Electric lights were added in 1895. Although a fire destroyed parish records, we know from pictures that the north-south parish hall wing was added to the church building about 1906. The sewer was also connected at that time. In 1956 the church added a wing now called Tuttle Hall.

Over a period of 30 years from 1948 to 1978, the original windows were replaced with vibrant stained glass windows made by Connick Association of Boston, Mass. The windows depict Christ the Good Shepherd, Saint Luke, Ruth, Saint John, Mary and Martha, Christ and the Children, Saint Matthew, Saint Andrew, Saint Mark, Saint Peter, and The Resurrection.

==Current use==
As a downtown church, Good Shepherd has long opened its doors to community groups. Over the years, the Head-Start Program, Migrant Council, and AA are some of the many programs who have met at the church.

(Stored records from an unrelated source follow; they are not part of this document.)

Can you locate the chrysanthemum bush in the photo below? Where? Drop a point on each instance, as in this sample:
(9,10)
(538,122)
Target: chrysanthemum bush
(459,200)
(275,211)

In 2010, the new Ed and Mary Garrison Educational center, a 7,486 square foot multi-use wing with classrooms, offices, a large sacristy and a nursery. November 24, 2013, the church consecrated a new chapel in the Garrison wing, the Santa Maria Virgen Chapel. The chapel is a dedicated space for El Buen Pastor, the Latino Mission of Good Shepherd. Formerly, El Buen Pastor worshipped in the main Nave and Sanctuary of Good Shepherd. Worship services in English and Spanish can be held at the same time, enabling both groups to have Sunday School together before the service and fellowship afterward.

In 2013, with donations from the congregation and community, the church completed a restoration of the sanctuary. The restoration preserved the original building, repointing stone walls, repairing the bell tower and cleaning and protecting the stained glass windows.